1. Determine the Weighted Average Cost of Capital (WACC) based on using retained earnings in the capital structure. In order to find the WACC, we need to find the cost of the components of the capital structure and their proportion in the total capital. Cost of Debt To find the cost of debt, we use the details of the bonds issued by Rollins Instruments. The bonds have 20 years to maturity, pay interest at 9.3%, have a par value of $1,000 and are currently selling for $890. The cost of debt is the yield to maturity (YTM) of the bonds. The YTM is the discount rate that will make the present value of interest and principal equal to the price today. The interest amount per year is $93 and the principal amount is $1,000. Using trial and error method of substituting different rates or by using the RATE function in excel, we derive the YTM as 10.65%. This is the before tax cost of debt.

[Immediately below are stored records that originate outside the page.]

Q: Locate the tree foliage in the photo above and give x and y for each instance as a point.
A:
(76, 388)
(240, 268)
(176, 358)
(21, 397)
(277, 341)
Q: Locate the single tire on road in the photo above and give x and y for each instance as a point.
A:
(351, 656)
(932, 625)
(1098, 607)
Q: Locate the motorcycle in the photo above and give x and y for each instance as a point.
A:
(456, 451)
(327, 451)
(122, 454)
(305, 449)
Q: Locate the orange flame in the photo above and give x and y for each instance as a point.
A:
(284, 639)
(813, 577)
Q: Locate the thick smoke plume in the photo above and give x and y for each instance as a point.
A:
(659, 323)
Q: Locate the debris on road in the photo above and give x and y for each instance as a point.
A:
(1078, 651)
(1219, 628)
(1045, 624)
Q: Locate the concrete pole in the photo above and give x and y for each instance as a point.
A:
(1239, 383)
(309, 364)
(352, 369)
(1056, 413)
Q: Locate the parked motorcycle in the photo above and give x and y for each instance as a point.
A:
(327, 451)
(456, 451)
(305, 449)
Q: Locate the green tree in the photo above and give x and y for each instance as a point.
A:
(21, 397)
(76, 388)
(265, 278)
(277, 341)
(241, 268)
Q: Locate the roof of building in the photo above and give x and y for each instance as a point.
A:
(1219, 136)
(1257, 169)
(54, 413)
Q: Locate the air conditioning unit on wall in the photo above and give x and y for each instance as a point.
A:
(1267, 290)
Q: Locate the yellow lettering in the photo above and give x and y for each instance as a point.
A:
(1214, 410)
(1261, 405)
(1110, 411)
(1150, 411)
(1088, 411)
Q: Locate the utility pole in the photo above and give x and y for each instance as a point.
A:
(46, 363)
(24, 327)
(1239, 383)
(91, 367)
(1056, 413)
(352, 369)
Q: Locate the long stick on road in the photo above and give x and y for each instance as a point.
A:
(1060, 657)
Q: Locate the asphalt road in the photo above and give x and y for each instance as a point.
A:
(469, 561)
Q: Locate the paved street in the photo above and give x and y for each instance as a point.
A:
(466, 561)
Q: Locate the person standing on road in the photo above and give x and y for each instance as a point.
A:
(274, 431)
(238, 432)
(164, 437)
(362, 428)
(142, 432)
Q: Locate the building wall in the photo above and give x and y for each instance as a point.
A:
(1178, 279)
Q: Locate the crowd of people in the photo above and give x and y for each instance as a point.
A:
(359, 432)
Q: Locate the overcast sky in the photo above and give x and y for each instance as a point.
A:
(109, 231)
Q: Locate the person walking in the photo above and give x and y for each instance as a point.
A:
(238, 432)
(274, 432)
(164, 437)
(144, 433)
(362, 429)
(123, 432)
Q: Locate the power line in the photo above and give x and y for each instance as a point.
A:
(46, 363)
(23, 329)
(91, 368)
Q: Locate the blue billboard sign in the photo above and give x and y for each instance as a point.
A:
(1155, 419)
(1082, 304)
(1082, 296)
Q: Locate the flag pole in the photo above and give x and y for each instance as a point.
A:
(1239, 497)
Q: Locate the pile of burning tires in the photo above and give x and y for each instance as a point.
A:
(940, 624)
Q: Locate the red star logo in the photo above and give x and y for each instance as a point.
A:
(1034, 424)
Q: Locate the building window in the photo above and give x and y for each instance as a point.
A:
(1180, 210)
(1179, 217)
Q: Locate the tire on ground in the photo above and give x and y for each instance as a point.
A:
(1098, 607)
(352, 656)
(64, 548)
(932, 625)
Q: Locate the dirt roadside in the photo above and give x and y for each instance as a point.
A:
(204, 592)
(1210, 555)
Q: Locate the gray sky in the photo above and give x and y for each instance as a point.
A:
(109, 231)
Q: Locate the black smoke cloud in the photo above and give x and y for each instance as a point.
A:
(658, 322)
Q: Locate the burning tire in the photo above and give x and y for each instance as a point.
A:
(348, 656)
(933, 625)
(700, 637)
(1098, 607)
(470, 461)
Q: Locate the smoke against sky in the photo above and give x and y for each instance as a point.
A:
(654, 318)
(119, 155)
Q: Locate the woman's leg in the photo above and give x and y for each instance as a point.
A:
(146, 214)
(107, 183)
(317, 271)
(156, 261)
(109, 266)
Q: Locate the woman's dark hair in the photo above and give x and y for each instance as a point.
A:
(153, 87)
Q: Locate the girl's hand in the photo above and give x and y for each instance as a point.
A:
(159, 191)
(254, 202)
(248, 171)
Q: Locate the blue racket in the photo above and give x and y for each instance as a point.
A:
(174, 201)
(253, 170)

Since the interest amount is tax deductible, we use the after tax cost of debt in the WACC calculations. The tax rate is given as 35%. The after tax cost of debt is 10.65% X (1-0.35) = 6.92% Proportion of Debt The total amount of debt is 6,120,000 and the total long term capital is 18,000,000. The proportion of debt is 6,120,000/18,000,000 = 34% Cost of Preferred Stock We again us the Rollins Instruments preferred stock. The stock is currently trading at $60 and the annual dividends are $4.80. The preferred stock is a perpetuity and the cost is given by dividends/price. When Berkshire issues preferred stock, there would be floatation cost of $2.60. The net price to be used in the cost calculation is 60-2.60=$57.4. The cost of preferred stock is 4.80/57.4 = 8.36% Proportion of Preferred Stock The total amount of preferred stock is 1,080,000. The proportion of preferred stock is 1,080,000/18,000,000 = 6%. Cost of Retained Earnings We use the dividend discount model to get the cost of retained earnings. The formula is Cost of Equity = D1/MP + g Where D1 is the expected dividend MP is the market price g is the dividend growth rate D1 is given as 3X40% = $1.20 MP is $25 For g, we are given that the dividend has grown from $0.82 to $1.20 in four years. We use the compound interest formula to get the growth rate 1.20 = 0.82 X (1+g) ^4. This gives the value of g as 10% Cost of Equity = 1.20/25 + 10% = 14.8%

The proportion of equity is 10,080,000/18,000,000=60%. We do not use the floatation cost here, since retained earnings are internally generated and not to be raised. WACC = Cost of Debt X proportion of debt + Cost of Preferred Stock X Proportion of preferred stock + Cost of equity X proportion of equity WACC = 6.92%X0.34 + 8.36% X 0.06 + 14.8% X 0.60 WACC = 11.73% 2. Recompute WACC using new equity When new equity is to be raised, then there will be floatation cost. The net price will be $25-$2 the floatation cost = $23. Cost of Equity = 1.20/23 + 10% = 15.2% The new WACC is WACC = 6.92%X0.34 + 8.36% X 0.06 + 15.2% X 0.60 WACC = 11.97% Retained Earnings are $4,500,000 The proportion of equity in total capital structure is 60% The increase in cost of capital will take after 4,500,000/60%=$7,500,000 of new financing. 3. Using CAPM to calculate the cost of equity. The cost of equity is given as Cost of Equity = Risk free rate + (Market return risk free rate) X beta Give that Risk free rate =6% Market Return = 13% Beta = 1.25 Cost of Equity = 6% + (13%-6%) X 1.25 Cost of Equity = 14.75%. The value of Ke obtained in question 1 is 14.8% The cost of equity using CAPM is almost the same as the cost pf equity obtained through the dividend discount model.